The yellow curve shows the distribution of the sample mean X̄ under the null hypothesis H0: μ < 0. The purple curve shows the true distribution of the sample mean X̄ which is centered around the true unknown μ which can be set in the slider on the left. In reality we don’t know this value, but we work under the assumption in this app that the true μ is not equal to the hypothesised μ (i.e. the μ slider does not go down to zero).
Both distributions have a spread defined by the SEM, σ/√n, as we discussed in the section on the central limit theorem. Both σ and n can be set on the sliders.
A “positive” result means to reject the H0, a “negative” result means to not reject the H0.
The dashed line is the critical value of the sample mean beyond which we reject H0 with a confidence of 1-α. By choosing α, we fix the type I error rate (i.e. false positives) we are willing to accept (i.e. α).

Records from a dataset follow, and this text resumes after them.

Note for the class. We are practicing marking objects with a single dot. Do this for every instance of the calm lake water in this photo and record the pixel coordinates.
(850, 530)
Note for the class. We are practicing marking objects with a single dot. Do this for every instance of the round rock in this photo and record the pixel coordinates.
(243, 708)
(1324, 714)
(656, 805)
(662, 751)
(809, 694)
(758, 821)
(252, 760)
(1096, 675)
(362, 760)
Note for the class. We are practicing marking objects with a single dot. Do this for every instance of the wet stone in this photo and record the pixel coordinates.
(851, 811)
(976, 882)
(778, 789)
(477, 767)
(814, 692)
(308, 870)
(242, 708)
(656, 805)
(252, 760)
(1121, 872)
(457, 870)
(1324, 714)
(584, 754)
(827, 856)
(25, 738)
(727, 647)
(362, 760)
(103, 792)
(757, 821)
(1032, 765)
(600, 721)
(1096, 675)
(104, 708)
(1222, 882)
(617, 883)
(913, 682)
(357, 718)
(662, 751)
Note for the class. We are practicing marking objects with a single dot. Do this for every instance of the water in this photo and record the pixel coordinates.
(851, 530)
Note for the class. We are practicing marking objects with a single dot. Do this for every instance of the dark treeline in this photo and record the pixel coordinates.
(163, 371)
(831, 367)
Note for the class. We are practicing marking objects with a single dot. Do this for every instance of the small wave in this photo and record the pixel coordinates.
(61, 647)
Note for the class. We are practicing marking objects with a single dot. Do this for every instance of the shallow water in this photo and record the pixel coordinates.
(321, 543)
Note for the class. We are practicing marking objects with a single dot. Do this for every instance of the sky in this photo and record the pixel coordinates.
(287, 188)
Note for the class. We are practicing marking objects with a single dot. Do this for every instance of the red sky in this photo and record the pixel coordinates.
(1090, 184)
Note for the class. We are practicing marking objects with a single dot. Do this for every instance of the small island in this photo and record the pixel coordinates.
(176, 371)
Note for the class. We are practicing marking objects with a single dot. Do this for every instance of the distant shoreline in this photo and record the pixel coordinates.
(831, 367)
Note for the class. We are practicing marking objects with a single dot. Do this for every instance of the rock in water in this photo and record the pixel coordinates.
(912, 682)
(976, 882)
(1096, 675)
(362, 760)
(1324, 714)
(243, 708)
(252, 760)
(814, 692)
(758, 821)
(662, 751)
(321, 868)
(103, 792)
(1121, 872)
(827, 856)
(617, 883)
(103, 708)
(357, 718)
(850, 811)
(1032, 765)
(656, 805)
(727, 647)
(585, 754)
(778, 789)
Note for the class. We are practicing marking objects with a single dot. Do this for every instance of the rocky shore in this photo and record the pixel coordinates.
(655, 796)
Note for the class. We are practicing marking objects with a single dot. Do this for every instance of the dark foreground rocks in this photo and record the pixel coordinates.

The type II error rate (i.e. false negatives) resulting from a given critical value depends on the unknown μ (the center of the purple curve). If μ is far away from your hypothesised value H0 (the center of the yellow curve), the true underlying distribution of X̄ doesn’t overlap with the null distribution very much, so the probability of observing x̄ lower than the critical value is low. That is, we have a very low chance of accidentally not rejecting H0.